Friday, September 2, 2022

How to Read and Listen to God's Word

Question 90: How is the Word to be read and heard, that it may become effectual to salvation?
Answer: That the Word may become effectual to salvation, we must attend thereunto with diligence, preparation, and prayer; receive it with faith and love, lay it up in our hearts, and practice it in our lives. (WSC)
If you want to benefit from the word of God, you should read and listen to it in a devout manner. The church described in Acts 2 set a good example when they “devoted themselves to the apostles’ teaching” (Acts 2:42). We have been given the word of God, and “you will do well to pay attention [to it] as to a lamp shining in a dark place” (2 Peter 1:19). Diligence and teachableness is essential to profiting from its instruction. As the book of Proverbs teaches, life-giving knowledge and wisdom comes to those who fear the Lord and eagerly seek and call out for knowledge and wisdom from him (Prov. 2, 4, 9:7-12). Psalm 119 is an extended meditation on the surpassing worth of God’s word, the believer’s devotion to that word, and his prayer to be instructed and guided by that word.
“I have stored up your word in my heart, that I might not sin against you … Open my eyes, that I may behold wondrous things out of your law … I open my mouth and pant, because I long for your commandments … Make your face shine upon your servant, and teach me your statutes.” (Ps. 119:11, 18, 131, 135)
To attend to the word with diligence refers to consistently reading and listening to the word, diligently observing what it means. Preparation refers to putting yourself in a teachable frame of mind, turning away from rebellion, and remembering whose word this is that you are receiving. The prayer we should pray is that God would give us a true understanding of his word and bring it to us, not only in word, “but also in power and in the Holy Spirit and with full conviction” (1 Thess. 1:5).
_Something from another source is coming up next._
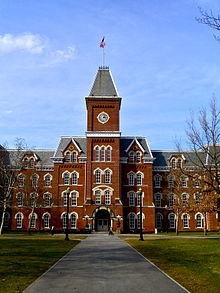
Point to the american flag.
(102, 44)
Hebrews 4:2 tells us that the gospel did not benefit the generation that died in the wilderness because they did not receive the word with faith. 2 Thessalonians 2:10 says of those who are perishing, “that they refused to love the truth and so be saved.” Therefore, we should seek to receive the word with faith and love, that we might benefit from it. The Westminster Confession of Faith has an excellent summary of what it means to receive the word with faith,
“By this faith a Christian believeth to be true whatsoever is revealed in the Word, for the authority of God himself speaking therein; and acteth differently upon that which each particular passage thereof containeth; yielding obedience to the commands, trembling at the threatenings, and embracing the promises of God for this life and that which is to come.” (WCF 14.2)
Out of faith and love, a person will lay up God’s word in his heart and practice it in his life. And likewise, this faith and love is further supported and strengthened as we keep God’s word on our heart, in our mouths, and before our eyes as we go about our lives (Deut. 6:4-7).